Step 4: Generate Report

  1. Use the output template structure (see Output Format below)
  2. Fill three blocks:
    • Recurring Pains: themes from
      went-wrong
      with frequency ≥2, sorted by frequency descending
    • Unresolved Action Items: actions raised in one sprint that reappeared in a later sprint
    • Stable Positive Patterns: themes from
      went-well
      with frequency ≥2
  3. If a block has no entries: write "None identified in this set of sprints"
  4. Add metadata header: list sprint files analyzed, total item count processed, generation date

Step 5: Save Output

  1. Write file as
    retro-patterns-YYYY-MM-DD.md
    (today's date)
  2. Save to the folder where the retro files are located, or to the working directory if mixed paths were provided
  3. Confirm: "Report saved as retro-patterns-[date].md — [N] themes identified across [N] sprints."

Output Format

# Retro Pattern Analysis
**Sprints analyzed:** [list of file names / date range]
**Total items processed:** [N] across [N] files
**Generated:** YYYY-MM-DD

---

## 🔴 Recurring Pains (went-wrong, ≥2 sprints)

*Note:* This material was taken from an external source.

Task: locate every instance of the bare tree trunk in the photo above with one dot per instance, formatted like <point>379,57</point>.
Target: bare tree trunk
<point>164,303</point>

| Theme | Sprints | Frequency | Trend |
|-------|---------|-----------|-------|
| [theme 1] | S1, S2, S4 | 3/4 | ↑ growing |
| [theme 2] | S2, S3 | 2/4 | → stable |

## 🔁 Unresolved Action Items

| Action Item | Raised in | Reappeared in | Status |
|-------------|-----------|---------------|--------|
| [action 1] | S2 | S3, S4 | unresolved |

## ✅ Stable Positive Patterns (went-well, ≥2 sprints)

| Theme | Sprints | Frequency |
|-------|---------|-----------|
| [theme] | S1, S3, S4 | 3/4 |

---
*Generated by retro-pattern-analyzer · [date]*

Field rules:

  • Theme names: concise, 3–7 words, plain language
  • Frequency format:
    N/total
    (e.g., 3/5 means appeared in 3 of 5 sprints)
  • Trend: one of
    ↑ growing
    ,
    ↓ resolving
    ,
    → stable
  • Sprint identifiers: use filename or inferred date label

Negative Cases

  • Only 1 file provided → stop, ask for a second file. Do not produce partial report.
  • File does not contain any recognizable retrospective content (no went-well/went-wrong/actions signals at all) → skip file, warn user, continue with remaining files.
  • All provided files are unreadable or non-existent → stop. Report each missing path.
  • Folder path does not exist → stop. Report the path and ask user to verify.